Rather than allowing ourselves to get sucked into the heavenly Indian-food vortex at Berkeley insititution Viks like we always do, we stuck with the new-dining-experience theme and decided to give Ital Kalabash a try. This cute little veg restaurant (pictured above) in Berkeley serves Jamaican sandwiches, salads, and smoothies, plus sides like fried sweet plaintains and tostones. Yum-ola.
We each ordered a jerk sandwich with the works; Jeff got the "fish," and I the "chicken," and we devoured those in exactly two bites, washing it down with a shared glass of Ital Kalabash's icy, homemade ginger beer. We were dying to try the tostones (savory fried plaintains), but another sad note to the day was that they were fresh out of those. We were steered toward the fried plaintains instead, and again, those took all of three seconds to consume. We decided we liked the vibe of this place, but wouldn't have complained one bit if the portions were just a wee bit larger.

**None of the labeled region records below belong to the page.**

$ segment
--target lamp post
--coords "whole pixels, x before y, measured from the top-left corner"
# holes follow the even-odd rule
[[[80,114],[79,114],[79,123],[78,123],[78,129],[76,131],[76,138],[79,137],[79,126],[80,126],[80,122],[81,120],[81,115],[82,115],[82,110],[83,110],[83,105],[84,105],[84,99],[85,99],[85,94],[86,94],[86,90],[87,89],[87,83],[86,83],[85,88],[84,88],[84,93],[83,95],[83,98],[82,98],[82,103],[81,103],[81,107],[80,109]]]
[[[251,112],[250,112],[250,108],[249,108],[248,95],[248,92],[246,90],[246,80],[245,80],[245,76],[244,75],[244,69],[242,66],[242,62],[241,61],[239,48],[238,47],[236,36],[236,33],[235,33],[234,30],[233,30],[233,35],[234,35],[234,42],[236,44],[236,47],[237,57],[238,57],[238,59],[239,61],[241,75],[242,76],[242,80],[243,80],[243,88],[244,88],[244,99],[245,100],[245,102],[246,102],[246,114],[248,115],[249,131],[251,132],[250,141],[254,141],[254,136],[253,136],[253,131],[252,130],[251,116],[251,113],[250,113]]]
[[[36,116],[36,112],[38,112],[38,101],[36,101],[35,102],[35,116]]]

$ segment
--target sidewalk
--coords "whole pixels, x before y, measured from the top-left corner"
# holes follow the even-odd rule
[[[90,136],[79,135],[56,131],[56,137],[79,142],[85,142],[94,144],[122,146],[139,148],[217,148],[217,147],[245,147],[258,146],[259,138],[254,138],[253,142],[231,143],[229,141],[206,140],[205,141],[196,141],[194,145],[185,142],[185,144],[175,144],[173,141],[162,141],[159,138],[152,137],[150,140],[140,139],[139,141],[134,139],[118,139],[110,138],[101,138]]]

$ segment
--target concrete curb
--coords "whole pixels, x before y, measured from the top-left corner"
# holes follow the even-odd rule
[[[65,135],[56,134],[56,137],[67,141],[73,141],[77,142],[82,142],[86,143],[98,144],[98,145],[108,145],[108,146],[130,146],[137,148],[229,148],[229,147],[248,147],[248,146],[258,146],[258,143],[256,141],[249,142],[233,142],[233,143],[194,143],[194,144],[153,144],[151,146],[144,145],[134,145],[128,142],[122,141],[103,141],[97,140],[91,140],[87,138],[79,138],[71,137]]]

We'd have stayed and ordered seconds, but the clock was ticking and we needed to get to the Berkeley Art Museum to catch artist Sunaura Taylor speak as part of the MFA graduate student exhibition. Sunaura, who just completed her MFA at UC Berkeley, is a profound painter whose latest works feature sad subject matter: factory-farmed animals. The chickens, veal calves, pigs, and other beings made real on her canvasses were created with a gentle touch and sensitivity that is palpable; I got especially teary-eyed over the calves, and other museum-goers were clearly moved by Sunaura's work as well. After the artists gave their individual presentations, I had a chance to speak with Sunaura (that's her below, next to one of her larger paintings), and learned she's recently gone vegan after growing up veg. Hurray! We'll be featuring more on her in an upcoming issue of VegNews. Keep your eyes peeled.
After our art fix, we had to dash back to San Francisco since we had another veg-related engagement to attend. That one involved a bio-diesel bus, lots of wine, sweets, and interesting people. More on that later!